« Est-il possible de trouver un terrain d’entente entre ayants droit et concepteurs de modèles d’IA ? » C’est par cette question que s’ouvre l’étude de 36 pages publiée le 10 décembre par France Digitale sous le nom de « IA générative et droit d’auteur : quelle place pour les données européennes protégées à l’ère de l’IA ? » Une question que Marianne Tordeux Bitker, Directrice Affaires Publiques France Digitale, accompagne d’une conviction : « Nous sommes convaincus que céder à l’opposition entre innovation et culture est un vain combat qui risque de ne bénéficier ni aux entreprises européennes, ni aux producteurs de contenus. » France Digitale espère poser les premières pierres d’un pont qui pourrait les rassembler, mais est-il seulement possible de concilier ces deux mondes lorsque toutes les œuvres produites par l’humanité sont réduites au statut de simples données ?
Scraper, c’est voler
L’ensemble des IA génératives reposent sur des jeux de données massifs qui sont souvent collectés via de vastes opérations de scraping (technique de récupération automatique des données publiquement disponibles sur le web). Si les développeurs d’IA génératives sont le plus souvent réticents à partager la source de leurs données d’entraînement, c’est parce qu’il s’agit là d’un élément non négligeable de leur « recette secrète » pouvant expliquer la qualité (ou la ressemblance) des réponses issues de leurs créations.
Ce fonctionnement en boîte noire suscite peu de questions outre-Atlantique tandis qu’il est au cœur des débats en Europe où il entre en confrontation directe avec nos attentes en termes de protection des données et de droit d’auteur. Une différence culturelle et juridique qui pourrait bien avoir de lourdes conséquences pour les développeurs d’IA générative européens. Pour conserver la souveraineté numérique de notre continent, de nombreux espoirs sont nourris de voir une alternative européenne émerger face à ChatGPT d’OpenAI ou ses concurrents tels que Claude, Gemini et Copilot. Toutefois, et c’est le grand paradoxe de l’innovation, le respect d’un cadre juridique trop restrictif, notamment en matière de droit d’auteur, pourrait en empêcher son développement. Alors que faire ?

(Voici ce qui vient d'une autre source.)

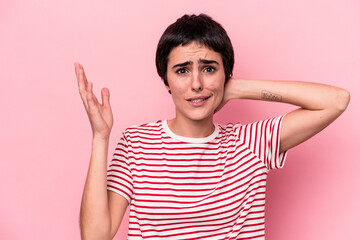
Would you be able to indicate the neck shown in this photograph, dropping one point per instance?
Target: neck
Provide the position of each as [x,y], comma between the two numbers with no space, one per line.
[191,128]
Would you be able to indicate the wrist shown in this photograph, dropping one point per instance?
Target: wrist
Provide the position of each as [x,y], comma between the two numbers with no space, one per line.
[100,139]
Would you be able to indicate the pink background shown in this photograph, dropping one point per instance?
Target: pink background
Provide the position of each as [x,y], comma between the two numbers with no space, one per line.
[44,132]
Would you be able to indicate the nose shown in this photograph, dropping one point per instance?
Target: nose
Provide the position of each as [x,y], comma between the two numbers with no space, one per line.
[196,82]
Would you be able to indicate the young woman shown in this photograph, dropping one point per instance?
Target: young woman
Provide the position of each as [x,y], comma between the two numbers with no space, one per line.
[188,178]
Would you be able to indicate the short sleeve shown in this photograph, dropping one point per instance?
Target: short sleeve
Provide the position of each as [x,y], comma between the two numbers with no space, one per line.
[119,178]
[263,139]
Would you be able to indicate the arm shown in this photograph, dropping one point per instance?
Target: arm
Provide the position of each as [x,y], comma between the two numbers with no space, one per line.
[101,211]
[319,105]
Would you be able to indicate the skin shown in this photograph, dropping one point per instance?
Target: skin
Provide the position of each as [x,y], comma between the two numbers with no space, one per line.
[196,71]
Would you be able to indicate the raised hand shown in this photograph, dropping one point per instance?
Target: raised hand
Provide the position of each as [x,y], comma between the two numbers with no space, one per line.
[100,115]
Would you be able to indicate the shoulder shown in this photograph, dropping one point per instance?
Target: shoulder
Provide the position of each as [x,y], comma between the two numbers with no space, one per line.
[144,129]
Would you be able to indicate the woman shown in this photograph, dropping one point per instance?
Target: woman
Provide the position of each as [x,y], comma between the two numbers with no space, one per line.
[188,178]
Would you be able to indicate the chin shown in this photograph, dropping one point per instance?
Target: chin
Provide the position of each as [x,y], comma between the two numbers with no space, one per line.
[200,116]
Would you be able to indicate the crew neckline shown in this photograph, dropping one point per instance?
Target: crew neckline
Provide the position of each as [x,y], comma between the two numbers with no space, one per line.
[190,139]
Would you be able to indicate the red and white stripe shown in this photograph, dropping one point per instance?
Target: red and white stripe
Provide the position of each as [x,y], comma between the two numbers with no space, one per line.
[184,188]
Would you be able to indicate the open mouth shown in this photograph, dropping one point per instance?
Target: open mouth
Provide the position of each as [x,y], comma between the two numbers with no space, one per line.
[197,100]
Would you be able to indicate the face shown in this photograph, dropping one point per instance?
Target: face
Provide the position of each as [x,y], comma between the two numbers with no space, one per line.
[196,79]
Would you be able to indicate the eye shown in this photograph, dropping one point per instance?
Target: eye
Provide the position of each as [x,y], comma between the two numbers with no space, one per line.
[181,71]
[209,69]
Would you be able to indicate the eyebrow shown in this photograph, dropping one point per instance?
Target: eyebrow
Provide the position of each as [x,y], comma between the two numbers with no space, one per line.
[203,61]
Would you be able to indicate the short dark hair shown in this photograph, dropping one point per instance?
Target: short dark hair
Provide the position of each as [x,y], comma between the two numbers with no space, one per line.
[192,28]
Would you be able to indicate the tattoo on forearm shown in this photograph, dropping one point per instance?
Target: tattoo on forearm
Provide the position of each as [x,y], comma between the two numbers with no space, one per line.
[269,96]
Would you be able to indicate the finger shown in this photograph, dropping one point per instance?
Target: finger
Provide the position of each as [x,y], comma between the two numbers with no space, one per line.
[82,82]
[105,97]
[90,97]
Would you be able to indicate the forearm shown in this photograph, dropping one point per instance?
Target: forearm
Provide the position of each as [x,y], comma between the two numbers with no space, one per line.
[95,220]
[311,96]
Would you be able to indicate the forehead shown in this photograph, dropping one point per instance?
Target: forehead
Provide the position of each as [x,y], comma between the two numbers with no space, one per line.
[193,52]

Faut-il créer un nouveau cadre juridique ?
Fidèle à sa réputation, France Digitale n’arrive pas simplement en lanceur d’alerte. L’association apporte une série de propositions en suggérant la création d’un nouveau cadre juridique pour les opérations de scraping en Europe, tout en partageant la valeur entre ayants droit et développeurs d’IA. Une vision qui sous -entend paradoxalement la marchandisation de toutes les œuvres culturelles, mais aussi une orientation de la création culturelle consciente ou non au bénéfice de ce nouveau modèle économique.
Car France Digitale milite pour légaliser les opérations de scraping sur le web, sans donner la possibilité d’opt-out qui permet aujourd’hui aux ayants droit de refuser celui-ci. Cette proposition probablement impossible à mettre en œuvre, qui s’accompagnerait d’un système de compensation forfaitaire des ayants droit par les fournisseurs de modèles d’IA générative. Un système qui s’inspire notamment de la compensation pour copie privée reconnu par le droit international et le droit européen.
En parallèle, France Digitale considère qu’il est aussi important de maximiser le corpus de données publiques en faisant notamment respecter la Directive de 2019 sur les données ouvertes qui impose que les données détenues par le gouvernement soient rendues accessibles publiquement. En effet, si cette directive existe au niveau européen, elle n’est pas mise en œuvre dans l’ensemble des pays de l’UE.
Le début d’un long chemin
Tout au long de l’étude, France Digitale se montre consciente de la complexité du sujet malgré quelques raccourcis. L’association souhaite pourtant faciliter la discussion entre les développeurs d’IA et des ayants droit réduits à des opérateurs de transactions. S’il n’est évidemment pas question de fouler du pied la protection des données ou de mettre des barrières à l’innovation pour nos développeurs européens, le chemin du compromis semble étroit.